14 DAY TRIAL // A new zero-day vulnerability that would allow a user to compromise the entirety of the macOS operating system has been unveiled by Patrick Wardle, a former NSA hacker.
Zero-day flaws and other security problems are present in all operating systems, and they are discovered from time to time, usually by researchers. Patches are issued, and the bugs are patched, at least until a new one is found.
The same thing happened when Patrick Wardle, Chief Research Officer of Digita Security and former NSA hacker, discovered, by mistake, a vulnerability within the Accessibility features on macOS that would allow him to fully compromise the operating system.
Bypassing the access prompt and password
The problem originated with the Accessibility features that allows users to interact with the interface via virtual clicks, generating a synthetic event, which is basically an interaction with the UI. Although in theory it’s designed to help people with disabilities, it also lets people click on security prompts and load kernel extensions.
This also allows an attacker to bypass the keychain access prompt, and consequently extract passwords. It’s an older problem and documented within the CVE-2017-7150. Needless to say, dumping all passwords from the keychain is a bad thing.

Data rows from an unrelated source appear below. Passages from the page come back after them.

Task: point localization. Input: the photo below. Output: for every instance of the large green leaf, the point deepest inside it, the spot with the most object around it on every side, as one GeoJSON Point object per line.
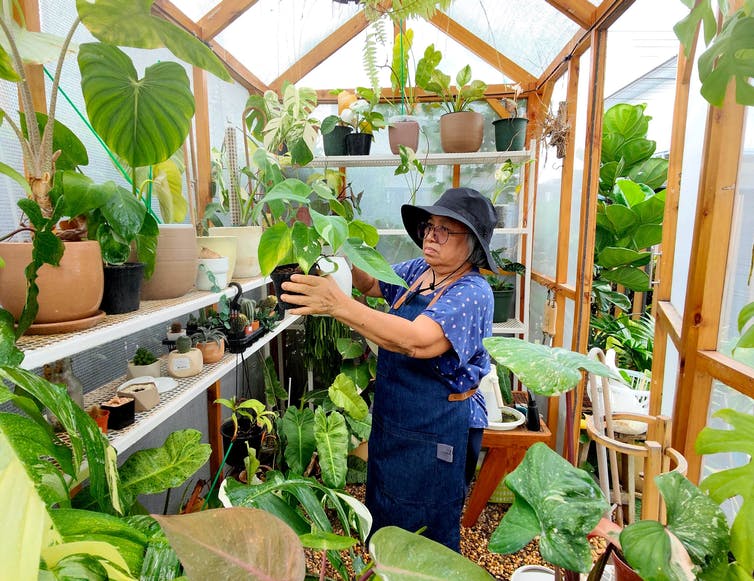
{"type": "Point", "coordinates": [298, 429]}
{"type": "Point", "coordinates": [732, 482]}
{"type": "Point", "coordinates": [343, 393]}
{"type": "Point", "coordinates": [370, 261]}
{"type": "Point", "coordinates": [544, 370]}
{"type": "Point", "coordinates": [629, 276]}
{"type": "Point", "coordinates": [132, 24]}
{"type": "Point", "coordinates": [157, 469]}
{"type": "Point", "coordinates": [566, 502]}
{"type": "Point", "coordinates": [235, 543]}
{"type": "Point", "coordinates": [274, 247]}
{"type": "Point", "coordinates": [403, 556]}
{"type": "Point", "coordinates": [143, 120]}
{"type": "Point", "coordinates": [331, 435]}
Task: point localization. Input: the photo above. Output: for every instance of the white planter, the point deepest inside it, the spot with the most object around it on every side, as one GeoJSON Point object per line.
{"type": "Point", "coordinates": [218, 267]}
{"type": "Point", "coordinates": [247, 261]}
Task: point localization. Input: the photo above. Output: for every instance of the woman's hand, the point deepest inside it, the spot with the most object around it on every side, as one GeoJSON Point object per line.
{"type": "Point", "coordinates": [316, 295]}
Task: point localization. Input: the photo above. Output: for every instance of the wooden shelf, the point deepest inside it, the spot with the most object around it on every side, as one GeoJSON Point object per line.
{"type": "Point", "coordinates": [42, 349]}
{"type": "Point", "coordinates": [173, 400]}
{"type": "Point", "coordinates": [479, 157]}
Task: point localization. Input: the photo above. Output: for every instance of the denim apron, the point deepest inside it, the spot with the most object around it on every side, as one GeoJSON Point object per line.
{"type": "Point", "coordinates": [417, 447]}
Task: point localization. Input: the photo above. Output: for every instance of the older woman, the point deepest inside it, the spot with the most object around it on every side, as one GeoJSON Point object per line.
{"type": "Point", "coordinates": [427, 417]}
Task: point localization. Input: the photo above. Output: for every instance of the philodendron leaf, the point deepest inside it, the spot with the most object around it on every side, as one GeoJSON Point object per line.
{"type": "Point", "coordinates": [565, 501]}
{"type": "Point", "coordinates": [403, 556]}
{"type": "Point", "coordinates": [344, 394]}
{"type": "Point", "coordinates": [298, 429]}
{"type": "Point", "coordinates": [144, 120]}
{"type": "Point", "coordinates": [544, 370]}
{"type": "Point", "coordinates": [331, 435]}
{"type": "Point", "coordinates": [733, 482]}
{"type": "Point", "coordinates": [157, 469]}
{"type": "Point", "coordinates": [235, 543]}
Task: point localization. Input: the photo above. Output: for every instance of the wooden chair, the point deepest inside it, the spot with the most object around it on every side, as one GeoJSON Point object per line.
{"type": "Point", "coordinates": [618, 453]}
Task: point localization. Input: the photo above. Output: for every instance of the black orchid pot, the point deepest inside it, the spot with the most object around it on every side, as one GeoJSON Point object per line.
{"type": "Point", "coordinates": [122, 290]}
{"type": "Point", "coordinates": [247, 432]}
{"type": "Point", "coordinates": [358, 143]}
{"type": "Point", "coordinates": [335, 141]}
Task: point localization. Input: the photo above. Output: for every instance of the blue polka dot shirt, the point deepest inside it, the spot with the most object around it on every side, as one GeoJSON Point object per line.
{"type": "Point", "coordinates": [464, 311]}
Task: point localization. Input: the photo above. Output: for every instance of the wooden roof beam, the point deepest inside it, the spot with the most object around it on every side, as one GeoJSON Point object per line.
{"type": "Point", "coordinates": [336, 40]}
{"type": "Point", "coordinates": [580, 11]}
{"type": "Point", "coordinates": [222, 16]}
{"type": "Point", "coordinates": [486, 52]}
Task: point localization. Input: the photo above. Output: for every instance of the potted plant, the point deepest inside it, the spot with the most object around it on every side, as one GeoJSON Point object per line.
{"type": "Point", "coordinates": [294, 243]}
{"type": "Point", "coordinates": [461, 129]}
{"type": "Point", "coordinates": [211, 342]}
{"type": "Point", "coordinates": [144, 363]}
{"type": "Point", "coordinates": [36, 133]}
{"type": "Point", "coordinates": [285, 124]}
{"type": "Point", "coordinates": [249, 422]}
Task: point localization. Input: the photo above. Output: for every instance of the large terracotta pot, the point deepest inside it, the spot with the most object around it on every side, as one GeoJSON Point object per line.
{"type": "Point", "coordinates": [247, 261]}
{"type": "Point", "coordinates": [461, 132]}
{"type": "Point", "coordinates": [224, 246]}
{"type": "Point", "coordinates": [175, 263]}
{"type": "Point", "coordinates": [68, 292]}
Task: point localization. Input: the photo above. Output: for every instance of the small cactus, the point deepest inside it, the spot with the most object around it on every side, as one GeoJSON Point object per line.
{"type": "Point", "coordinates": [183, 344]}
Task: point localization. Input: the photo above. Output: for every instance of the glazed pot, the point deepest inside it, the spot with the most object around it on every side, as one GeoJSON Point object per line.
{"type": "Point", "coordinates": [461, 132]}
{"type": "Point", "coordinates": [175, 263]}
{"type": "Point", "coordinates": [68, 292]}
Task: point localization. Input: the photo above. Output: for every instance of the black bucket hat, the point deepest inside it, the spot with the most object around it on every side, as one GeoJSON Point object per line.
{"type": "Point", "coordinates": [463, 204]}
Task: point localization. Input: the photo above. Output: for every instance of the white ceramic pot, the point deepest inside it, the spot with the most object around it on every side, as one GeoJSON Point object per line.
{"type": "Point", "coordinates": [218, 267]}
{"type": "Point", "coordinates": [247, 261]}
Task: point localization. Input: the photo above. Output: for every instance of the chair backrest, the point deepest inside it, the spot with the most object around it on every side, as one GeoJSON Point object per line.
{"type": "Point", "coordinates": [620, 445]}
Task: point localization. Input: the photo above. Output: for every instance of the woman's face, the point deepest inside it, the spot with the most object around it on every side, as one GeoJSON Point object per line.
{"type": "Point", "coordinates": [454, 251]}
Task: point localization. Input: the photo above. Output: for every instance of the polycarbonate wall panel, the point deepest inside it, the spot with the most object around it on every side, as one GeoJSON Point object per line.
{"type": "Point", "coordinates": [738, 290]}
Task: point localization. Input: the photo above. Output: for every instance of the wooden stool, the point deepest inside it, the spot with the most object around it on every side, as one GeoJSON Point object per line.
{"type": "Point", "coordinates": [505, 450]}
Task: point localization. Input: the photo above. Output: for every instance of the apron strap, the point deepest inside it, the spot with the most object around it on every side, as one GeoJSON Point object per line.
{"type": "Point", "coordinates": [463, 395]}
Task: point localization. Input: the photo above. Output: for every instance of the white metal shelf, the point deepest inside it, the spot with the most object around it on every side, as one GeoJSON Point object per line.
{"type": "Point", "coordinates": [41, 349]}
{"type": "Point", "coordinates": [172, 401]}
{"type": "Point", "coordinates": [478, 158]}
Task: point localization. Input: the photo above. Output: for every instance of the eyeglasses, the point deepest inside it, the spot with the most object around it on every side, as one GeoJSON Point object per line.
{"type": "Point", "coordinates": [439, 233]}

Patrick described the attack, but he didn’t reveal specifics. “Armed with the bug, it was trivial to programmatically bypass Apple's touted 'User-Approved Kext' security feature, dump all passwords from the keychain, bypass 3rd-party security tools, and much more! And as Apple's patch was incomplete (surprise surprise) we'll drop an 0day that (still) allows unprivileged code to post synthetic events and bypass various security mechanisms on a fully patched macOS box!”
It’s important to mention that this attack was carried out on a fully patches macOS, which is even weirder. Technically, developers are well away of synthetic clicks and they know it’s a security risk that needs to be dealt with.
Finally, there is good news and bad news. Apple patched the problem in the latest macOS Mojave, which is still in the Beta stages. The bad news is that they used the “hammer” approach, and Apple removed block synthetic events entirely. It’s possible that some legitimate functions and features will be impeded or disabled.